Doç. Dr. Boyacıoğlu, “İstanbul ve İstanbul’un getirdiği bütün Osmanlı gelenek ve sembollerini bir kenara bırakıp Anadolu’nun coğrafi merkezi sayılabilecek bir konumda bir kenti başkent olarak seçmekle bu amacın mümkün olacağı düşünülmüştür. Bu nedenle yüzyıllardır başkent olan İstanbul bir kenara bırakılmış, onun yerine Ankara yeni başkent olarak ilan edilmiştir” şeklinde konuştu.

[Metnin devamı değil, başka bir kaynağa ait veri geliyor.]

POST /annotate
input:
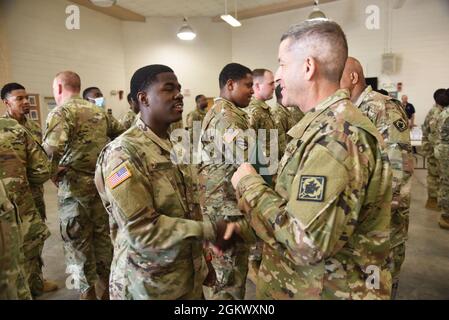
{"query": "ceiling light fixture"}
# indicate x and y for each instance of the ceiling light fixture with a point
(229, 18)
(317, 14)
(186, 32)
(104, 3)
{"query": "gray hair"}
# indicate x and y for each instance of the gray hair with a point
(325, 41)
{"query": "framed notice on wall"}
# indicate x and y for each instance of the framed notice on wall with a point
(50, 103)
(35, 110)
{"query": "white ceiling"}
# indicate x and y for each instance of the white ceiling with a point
(190, 8)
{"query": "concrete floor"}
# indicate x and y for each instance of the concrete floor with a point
(425, 273)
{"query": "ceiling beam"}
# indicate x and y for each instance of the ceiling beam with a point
(114, 11)
(271, 9)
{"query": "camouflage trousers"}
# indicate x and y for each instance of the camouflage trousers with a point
(84, 226)
(35, 233)
(396, 259)
(443, 191)
(38, 196)
(255, 253)
(231, 271)
(13, 283)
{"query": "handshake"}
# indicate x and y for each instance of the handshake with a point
(227, 234)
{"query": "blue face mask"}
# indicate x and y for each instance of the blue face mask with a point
(99, 102)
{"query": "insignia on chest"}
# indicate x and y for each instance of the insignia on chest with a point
(312, 188)
(118, 176)
(400, 125)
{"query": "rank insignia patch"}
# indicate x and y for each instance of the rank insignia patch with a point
(400, 125)
(312, 188)
(118, 176)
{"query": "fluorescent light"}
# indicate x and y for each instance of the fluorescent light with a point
(186, 32)
(231, 20)
(104, 3)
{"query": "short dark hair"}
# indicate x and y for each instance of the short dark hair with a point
(278, 93)
(259, 73)
(8, 88)
(233, 71)
(441, 97)
(198, 97)
(326, 41)
(146, 76)
(88, 90)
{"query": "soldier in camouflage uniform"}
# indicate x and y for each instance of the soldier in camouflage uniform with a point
(391, 121)
(195, 119)
(326, 226)
(296, 113)
(260, 118)
(442, 155)
(429, 140)
(284, 119)
(76, 133)
(130, 117)
(227, 122)
(24, 162)
(11, 253)
(156, 228)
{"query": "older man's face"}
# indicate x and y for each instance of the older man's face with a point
(290, 74)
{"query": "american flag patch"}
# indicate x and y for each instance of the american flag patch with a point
(119, 175)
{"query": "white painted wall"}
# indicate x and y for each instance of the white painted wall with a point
(106, 51)
(419, 35)
(196, 63)
(40, 46)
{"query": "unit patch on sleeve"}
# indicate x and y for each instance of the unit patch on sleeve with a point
(312, 188)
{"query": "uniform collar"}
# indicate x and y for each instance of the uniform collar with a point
(261, 103)
(231, 106)
(298, 130)
(7, 115)
(164, 144)
(363, 96)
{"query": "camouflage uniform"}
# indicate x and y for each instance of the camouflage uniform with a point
(32, 168)
(326, 226)
(429, 140)
(442, 155)
(225, 120)
(128, 119)
(176, 125)
(11, 254)
(37, 189)
(260, 118)
(284, 119)
(391, 121)
(195, 116)
(76, 133)
(296, 114)
(155, 225)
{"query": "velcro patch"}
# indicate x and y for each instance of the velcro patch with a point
(118, 176)
(400, 125)
(230, 135)
(312, 188)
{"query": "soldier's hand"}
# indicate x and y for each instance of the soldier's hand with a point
(244, 170)
(227, 235)
(59, 175)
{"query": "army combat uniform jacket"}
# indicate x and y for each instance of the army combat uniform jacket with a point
(326, 226)
(156, 230)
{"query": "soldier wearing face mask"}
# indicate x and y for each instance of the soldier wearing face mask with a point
(95, 96)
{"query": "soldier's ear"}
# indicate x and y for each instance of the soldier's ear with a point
(354, 77)
(309, 67)
(230, 85)
(142, 99)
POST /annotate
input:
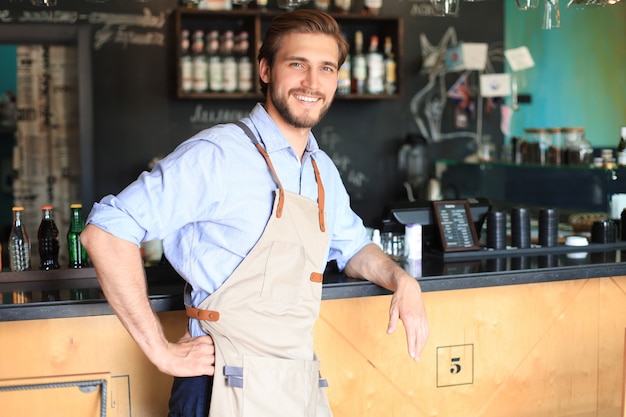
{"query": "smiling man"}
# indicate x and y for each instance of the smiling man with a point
(249, 214)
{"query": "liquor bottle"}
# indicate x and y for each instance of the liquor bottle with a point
(228, 62)
(390, 67)
(199, 63)
(216, 76)
(77, 253)
(359, 65)
(621, 147)
(48, 238)
(261, 5)
(19, 243)
(244, 65)
(344, 82)
(186, 65)
(372, 7)
(375, 68)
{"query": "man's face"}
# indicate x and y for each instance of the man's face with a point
(303, 80)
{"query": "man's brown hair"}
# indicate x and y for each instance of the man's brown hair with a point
(300, 21)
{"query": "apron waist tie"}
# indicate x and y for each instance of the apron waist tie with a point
(234, 377)
(206, 315)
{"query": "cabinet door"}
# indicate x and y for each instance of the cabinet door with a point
(62, 396)
(255, 23)
(237, 21)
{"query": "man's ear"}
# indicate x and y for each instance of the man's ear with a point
(264, 71)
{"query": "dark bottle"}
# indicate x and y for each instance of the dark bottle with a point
(19, 244)
(621, 146)
(77, 253)
(48, 237)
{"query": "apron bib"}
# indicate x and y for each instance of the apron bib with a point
(261, 319)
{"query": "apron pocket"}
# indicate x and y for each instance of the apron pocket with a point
(283, 273)
(275, 387)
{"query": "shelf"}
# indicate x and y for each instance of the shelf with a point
(255, 22)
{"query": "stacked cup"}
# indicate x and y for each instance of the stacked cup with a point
(548, 227)
(520, 228)
(496, 230)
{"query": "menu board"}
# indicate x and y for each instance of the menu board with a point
(456, 226)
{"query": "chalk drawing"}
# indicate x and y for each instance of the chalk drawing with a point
(117, 28)
(329, 140)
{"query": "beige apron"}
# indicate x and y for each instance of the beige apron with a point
(261, 319)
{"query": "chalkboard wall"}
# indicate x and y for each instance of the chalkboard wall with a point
(137, 117)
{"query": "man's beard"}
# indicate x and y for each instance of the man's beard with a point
(300, 122)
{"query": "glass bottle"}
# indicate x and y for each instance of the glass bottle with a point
(359, 65)
(375, 68)
(19, 244)
(186, 65)
(244, 64)
(199, 63)
(621, 147)
(48, 237)
(77, 253)
(215, 68)
(343, 80)
(390, 67)
(229, 64)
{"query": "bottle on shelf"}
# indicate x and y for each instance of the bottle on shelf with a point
(322, 4)
(244, 65)
(359, 65)
(344, 79)
(343, 6)
(621, 147)
(372, 7)
(261, 5)
(199, 63)
(229, 64)
(215, 70)
(390, 67)
(186, 65)
(19, 243)
(76, 251)
(375, 68)
(48, 238)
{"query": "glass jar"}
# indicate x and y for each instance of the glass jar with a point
(579, 151)
(537, 146)
(555, 146)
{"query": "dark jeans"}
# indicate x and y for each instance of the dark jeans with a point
(191, 397)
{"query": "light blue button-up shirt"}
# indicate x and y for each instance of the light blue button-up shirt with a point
(210, 199)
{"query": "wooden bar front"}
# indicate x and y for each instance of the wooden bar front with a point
(541, 349)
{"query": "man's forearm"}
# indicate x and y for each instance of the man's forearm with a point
(121, 275)
(374, 265)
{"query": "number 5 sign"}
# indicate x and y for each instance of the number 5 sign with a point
(455, 365)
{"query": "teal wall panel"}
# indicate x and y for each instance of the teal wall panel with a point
(579, 78)
(8, 68)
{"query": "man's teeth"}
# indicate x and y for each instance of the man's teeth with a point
(308, 99)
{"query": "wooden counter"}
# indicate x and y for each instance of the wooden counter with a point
(509, 337)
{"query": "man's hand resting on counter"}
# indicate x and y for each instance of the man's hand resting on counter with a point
(406, 303)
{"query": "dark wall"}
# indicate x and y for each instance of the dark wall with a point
(137, 118)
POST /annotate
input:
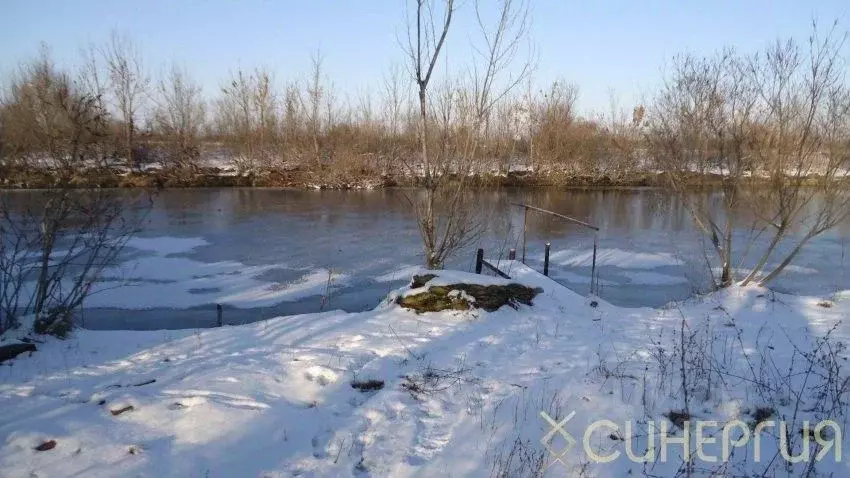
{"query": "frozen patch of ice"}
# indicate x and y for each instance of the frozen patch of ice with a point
(653, 278)
(614, 257)
(166, 245)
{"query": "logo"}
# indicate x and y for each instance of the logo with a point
(827, 434)
(557, 427)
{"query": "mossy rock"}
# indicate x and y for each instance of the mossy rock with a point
(487, 297)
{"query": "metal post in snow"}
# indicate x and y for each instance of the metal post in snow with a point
(524, 231)
(593, 268)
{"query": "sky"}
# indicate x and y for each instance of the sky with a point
(609, 48)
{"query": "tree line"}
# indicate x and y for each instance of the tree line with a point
(110, 116)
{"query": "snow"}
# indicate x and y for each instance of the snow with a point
(163, 279)
(274, 398)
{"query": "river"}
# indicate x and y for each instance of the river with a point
(268, 252)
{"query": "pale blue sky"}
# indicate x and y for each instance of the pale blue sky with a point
(599, 45)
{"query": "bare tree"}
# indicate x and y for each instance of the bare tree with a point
(771, 129)
(129, 85)
(445, 219)
(53, 250)
(805, 118)
(315, 94)
(180, 116)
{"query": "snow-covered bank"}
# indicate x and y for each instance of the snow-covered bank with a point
(462, 391)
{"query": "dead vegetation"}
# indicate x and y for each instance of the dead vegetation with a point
(465, 296)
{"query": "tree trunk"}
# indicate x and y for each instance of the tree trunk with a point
(754, 272)
(775, 272)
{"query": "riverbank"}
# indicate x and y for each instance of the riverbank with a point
(304, 179)
(389, 392)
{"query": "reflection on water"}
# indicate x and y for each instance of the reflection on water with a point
(649, 252)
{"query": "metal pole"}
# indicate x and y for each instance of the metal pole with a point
(524, 230)
(593, 267)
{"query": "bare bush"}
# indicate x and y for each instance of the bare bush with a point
(771, 131)
(180, 118)
(52, 252)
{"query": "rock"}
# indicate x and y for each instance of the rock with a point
(419, 281)
(48, 445)
(128, 408)
(13, 350)
(489, 297)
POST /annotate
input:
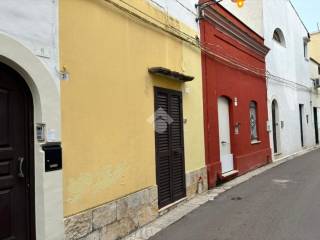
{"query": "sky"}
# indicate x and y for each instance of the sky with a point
(309, 11)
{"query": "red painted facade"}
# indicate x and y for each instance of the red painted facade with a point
(233, 67)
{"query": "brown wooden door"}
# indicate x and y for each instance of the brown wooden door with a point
(169, 146)
(15, 157)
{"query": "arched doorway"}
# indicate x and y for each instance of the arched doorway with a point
(275, 127)
(44, 88)
(226, 156)
(17, 219)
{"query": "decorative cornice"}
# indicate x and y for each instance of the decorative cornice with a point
(229, 28)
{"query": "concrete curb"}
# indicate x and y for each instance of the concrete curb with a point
(187, 207)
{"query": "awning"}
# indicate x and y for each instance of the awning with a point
(167, 73)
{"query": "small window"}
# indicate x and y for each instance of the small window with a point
(253, 121)
(276, 37)
(279, 37)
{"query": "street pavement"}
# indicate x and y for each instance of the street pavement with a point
(280, 204)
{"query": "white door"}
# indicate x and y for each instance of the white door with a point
(226, 156)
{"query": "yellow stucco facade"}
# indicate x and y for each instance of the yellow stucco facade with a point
(108, 142)
(314, 46)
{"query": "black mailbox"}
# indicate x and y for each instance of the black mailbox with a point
(53, 156)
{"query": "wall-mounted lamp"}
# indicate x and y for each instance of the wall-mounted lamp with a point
(240, 3)
(203, 5)
(64, 74)
(236, 102)
(237, 128)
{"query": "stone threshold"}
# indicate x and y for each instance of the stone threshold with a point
(184, 209)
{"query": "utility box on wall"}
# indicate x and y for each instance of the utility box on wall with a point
(53, 156)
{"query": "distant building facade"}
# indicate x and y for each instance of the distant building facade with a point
(291, 119)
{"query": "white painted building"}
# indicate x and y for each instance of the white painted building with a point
(291, 117)
(29, 58)
(315, 77)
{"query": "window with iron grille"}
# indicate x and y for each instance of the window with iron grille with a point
(253, 121)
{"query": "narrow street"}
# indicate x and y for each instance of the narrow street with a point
(280, 204)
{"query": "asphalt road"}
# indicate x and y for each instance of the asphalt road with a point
(280, 204)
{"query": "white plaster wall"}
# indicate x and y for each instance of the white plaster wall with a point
(287, 63)
(314, 74)
(34, 23)
(251, 13)
(182, 10)
(290, 64)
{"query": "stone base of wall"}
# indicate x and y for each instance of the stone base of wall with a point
(116, 219)
(196, 182)
(119, 218)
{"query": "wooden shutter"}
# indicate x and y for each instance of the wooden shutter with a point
(169, 148)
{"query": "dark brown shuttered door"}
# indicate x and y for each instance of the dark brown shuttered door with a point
(16, 127)
(169, 146)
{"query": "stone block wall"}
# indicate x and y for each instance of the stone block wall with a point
(117, 219)
(114, 220)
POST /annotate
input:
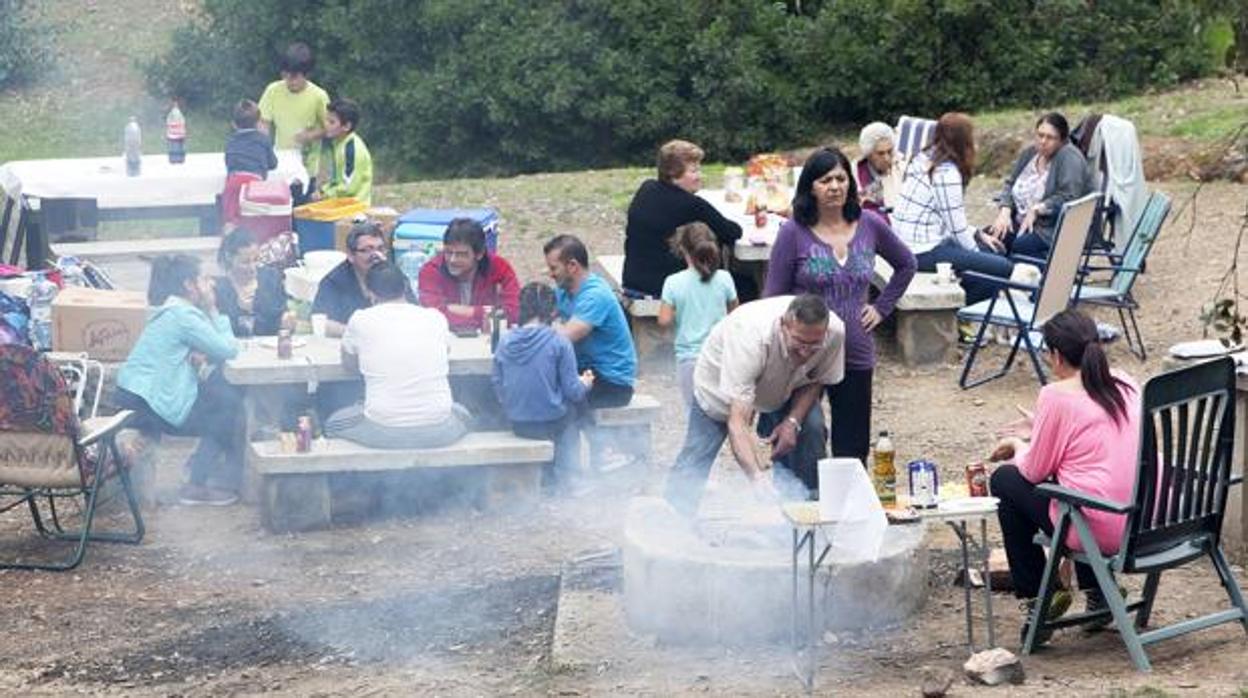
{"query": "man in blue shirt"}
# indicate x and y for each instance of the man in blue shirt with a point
(593, 321)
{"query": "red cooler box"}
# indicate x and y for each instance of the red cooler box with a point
(265, 209)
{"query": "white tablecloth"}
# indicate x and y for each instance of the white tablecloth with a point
(194, 182)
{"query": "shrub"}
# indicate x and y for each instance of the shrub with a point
(523, 85)
(25, 46)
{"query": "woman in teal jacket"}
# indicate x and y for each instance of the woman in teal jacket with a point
(186, 337)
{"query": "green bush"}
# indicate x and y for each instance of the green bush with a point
(522, 85)
(24, 44)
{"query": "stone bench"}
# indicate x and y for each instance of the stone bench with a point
(643, 314)
(489, 470)
(926, 316)
(629, 425)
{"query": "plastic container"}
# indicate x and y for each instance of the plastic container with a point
(315, 221)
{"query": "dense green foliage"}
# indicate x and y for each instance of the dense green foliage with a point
(518, 85)
(24, 44)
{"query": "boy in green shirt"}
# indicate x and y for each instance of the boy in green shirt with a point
(352, 172)
(293, 109)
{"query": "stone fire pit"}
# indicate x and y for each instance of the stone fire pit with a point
(729, 580)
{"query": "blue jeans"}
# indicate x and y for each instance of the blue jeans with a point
(705, 436)
(981, 260)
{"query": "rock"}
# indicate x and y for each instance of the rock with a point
(936, 681)
(995, 667)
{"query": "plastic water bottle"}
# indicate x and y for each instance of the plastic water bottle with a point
(134, 139)
(175, 135)
(41, 295)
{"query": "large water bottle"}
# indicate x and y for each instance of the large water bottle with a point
(175, 135)
(134, 140)
(41, 295)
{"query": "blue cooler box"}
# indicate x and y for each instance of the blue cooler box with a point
(423, 227)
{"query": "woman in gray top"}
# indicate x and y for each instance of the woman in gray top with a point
(1047, 174)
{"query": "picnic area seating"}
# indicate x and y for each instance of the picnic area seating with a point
(1026, 307)
(1174, 516)
(51, 456)
(488, 468)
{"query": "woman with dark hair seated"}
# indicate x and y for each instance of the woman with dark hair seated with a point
(658, 209)
(829, 250)
(1083, 435)
(1047, 174)
(162, 381)
(250, 295)
(931, 212)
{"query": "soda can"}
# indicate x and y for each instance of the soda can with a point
(303, 435)
(924, 483)
(977, 480)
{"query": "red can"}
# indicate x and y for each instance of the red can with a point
(977, 480)
(303, 435)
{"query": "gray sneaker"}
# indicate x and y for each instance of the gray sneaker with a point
(201, 496)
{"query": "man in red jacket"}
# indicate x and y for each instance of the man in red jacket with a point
(464, 281)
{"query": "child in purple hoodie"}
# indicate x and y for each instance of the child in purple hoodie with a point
(537, 382)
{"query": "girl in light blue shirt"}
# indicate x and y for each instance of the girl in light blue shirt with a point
(695, 299)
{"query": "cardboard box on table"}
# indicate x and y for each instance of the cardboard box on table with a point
(102, 324)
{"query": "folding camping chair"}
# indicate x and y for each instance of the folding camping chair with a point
(1126, 269)
(1026, 312)
(45, 457)
(1174, 517)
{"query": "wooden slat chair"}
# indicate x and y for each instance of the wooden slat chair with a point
(46, 455)
(1026, 312)
(1126, 269)
(1174, 516)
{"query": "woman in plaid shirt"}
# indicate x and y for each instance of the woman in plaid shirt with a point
(931, 211)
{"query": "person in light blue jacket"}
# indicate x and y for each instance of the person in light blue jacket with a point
(184, 340)
(537, 382)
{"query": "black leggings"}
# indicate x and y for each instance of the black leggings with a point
(1022, 513)
(850, 407)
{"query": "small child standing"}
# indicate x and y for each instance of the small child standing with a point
(695, 299)
(537, 382)
(352, 172)
(248, 150)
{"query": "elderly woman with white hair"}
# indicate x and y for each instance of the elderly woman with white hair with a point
(879, 181)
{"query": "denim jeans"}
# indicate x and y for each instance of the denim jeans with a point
(981, 260)
(705, 436)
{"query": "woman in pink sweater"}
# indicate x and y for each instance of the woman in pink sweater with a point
(1085, 435)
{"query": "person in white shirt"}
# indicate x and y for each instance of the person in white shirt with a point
(931, 212)
(402, 351)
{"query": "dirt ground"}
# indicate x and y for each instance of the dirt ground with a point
(463, 603)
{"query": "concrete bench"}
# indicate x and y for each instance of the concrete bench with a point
(489, 470)
(629, 426)
(926, 316)
(643, 314)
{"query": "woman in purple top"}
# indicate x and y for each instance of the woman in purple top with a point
(829, 249)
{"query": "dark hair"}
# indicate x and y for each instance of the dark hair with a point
(537, 301)
(466, 231)
(699, 242)
(246, 114)
(346, 110)
(297, 59)
(1073, 336)
(386, 281)
(954, 141)
(805, 209)
(367, 229)
(569, 247)
(809, 310)
(1058, 122)
(232, 242)
(170, 275)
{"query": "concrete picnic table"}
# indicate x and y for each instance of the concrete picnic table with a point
(318, 358)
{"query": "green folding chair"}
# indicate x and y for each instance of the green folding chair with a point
(1174, 517)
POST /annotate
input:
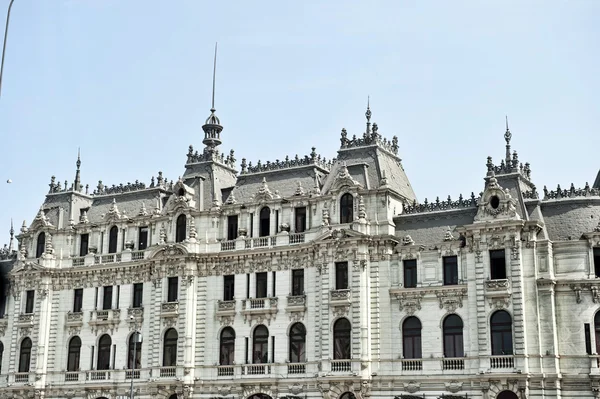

Ankara’nın 3 bin yıla uzanan eski bir yerleşim olduğunun bilindiği belirten Doç. Dr. Boyacıoğlu, “Batılılaşma süreci o sırada Osmanlı içinde bir hayli ilerlemekle birlikte çoğunlukla İstanbul kentiyle sınırlı kalmış, bütün imparatorluğa yayılmamıştı. Dolayısıyla yeniden tasarlanan modernleşme hareketi Anadolu için ve bu küçük yerleşim için yeni sayılabilecek bir kavramdı. Bu anlamda Ankara geçmişin yükünü taşımayan boş bir sayfa olarak ele almaya müsait bir yerleşim alanıdır” ifadesinde bulundu.